Logistically, the process would begin like a routine interplanetary mission, with a nuclear weapon mounted securely atop a standard launch vehicle, then delivered to the asteroid on a small spacecraft. From there, the weapon could be detonated near the asteroid during a high-speed flyby — or, ideally, the nuke-carrying spacecraft could rendezvous with the target asteroid, orbiting it for months or even years to find the perfect angle of approach, much like NASA's OSIRIS-REx spacecraft did with asteroid Bennu from Dec. 2018 to Oct. 2020. The ideal spot for a nuclear detonation would be within a few hundred feet of the asteroid, Barbee said.
Then, the explosion — a blast that would look nothing like any nuclear bomb ever detonated on Earth.
"Space, of course, is a vacuum… so you don't get a big pressure wave, or any of the thermal effects of a terrestrial detonation," Barbee said. "You get a whole lot of radiation all at once."
This torrent of radiation would penetrate and vaporize a thin outer layer of the asteroid's surface. Then, like a kinetic impactor on steroids, the vaporized material would shoot off the asteroid, giving the rock a powerful shove away from the explosion. If positioned correctly, the explosion would knock the planet-killer off its collision course with Earth.
This method could be equally effective at disrupting smaller "city killer" asteroids, too — those measuring at least 165 feet (50 m) in diameter, which is generally considered the minimum size for an asteroid to reach Earth's surface, Barbee said. While a kinetic impact against such a rock runs the risk of fragmenting it, forming chunks of unknown sizes moving in unpredictable ways, a well-placed nuke could simply "blow the asteroid to smithereens," solving the problem at once, Barbee added.
However, for now the "nuke it" method exists only in simulations based on data from terrestrial explosions.
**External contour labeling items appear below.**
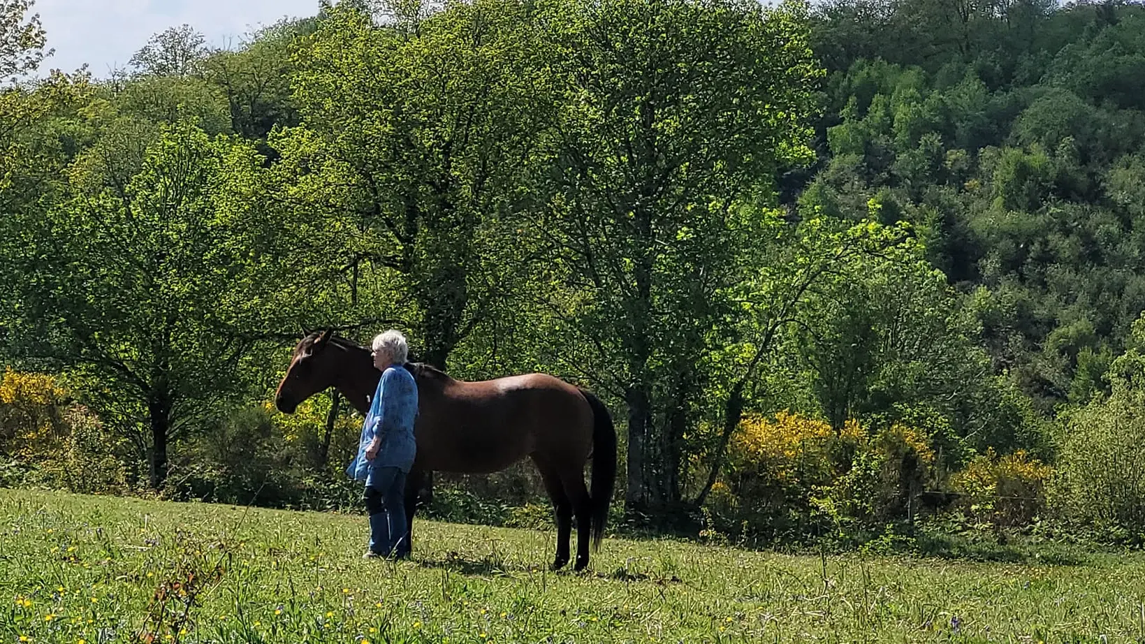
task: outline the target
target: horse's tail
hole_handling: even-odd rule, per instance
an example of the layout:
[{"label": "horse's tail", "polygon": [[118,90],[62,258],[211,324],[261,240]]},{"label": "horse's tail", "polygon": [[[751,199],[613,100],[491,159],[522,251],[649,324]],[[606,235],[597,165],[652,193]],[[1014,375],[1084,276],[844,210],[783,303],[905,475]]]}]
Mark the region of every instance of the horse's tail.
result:
[{"label": "horse's tail", "polygon": [[613,502],[613,488],[616,484],[616,428],[608,407],[595,395],[581,389],[581,393],[592,407],[592,549],[600,549],[605,538],[605,523],[608,520],[608,507]]}]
Many factors, including the size and composition of the asteroid, and the timeframe and trajectory of its approach to Earth, would ultimately impact such a mission's success.
Timing is everything
Two NASA researchers watch a wall of screens showing the rocky surface of the asteroid Dimorphos, moments before the DART spacecraft smashes into it
The biggest challenge with both methods is timing. In their Planetary Defense Conference exercises, astronomers were given 15 years' warning before the hypothetical asteroid's impact with Earth. This gave them ample time to plan, launch and rendezvous a spacecraft with the asteroid.
If a real planet-killer was discovered just a year or two before impact, things would get dicey.
"The typical interplanetary mission development timeline is about five years," Barbee said. "The way things stand right now, getting something off the ground in a year would be very difficult. I don't want to say outright that it would be impossible, but it would certainly be a big challenge."
That's why the best planetary defense is detecting asteroids early — charting them, monitoring them, and developing a contingency plan of attack. Many ground-based observatories are already on the case, with several space-based missions — including NASA's NEO Surveyor and ESA's NEOMIR satellites — in the works to join them. Hopefully, together, these eyes on the skies will keep scientists well informed about any killers lurking in the cosmic fog.
"Asteroid impacts are one of the few natural disasters that we actually have the means to both foresee and prevent," Barbee said. "And so we're taking advantage of that fact and trying to become as prepared as possible."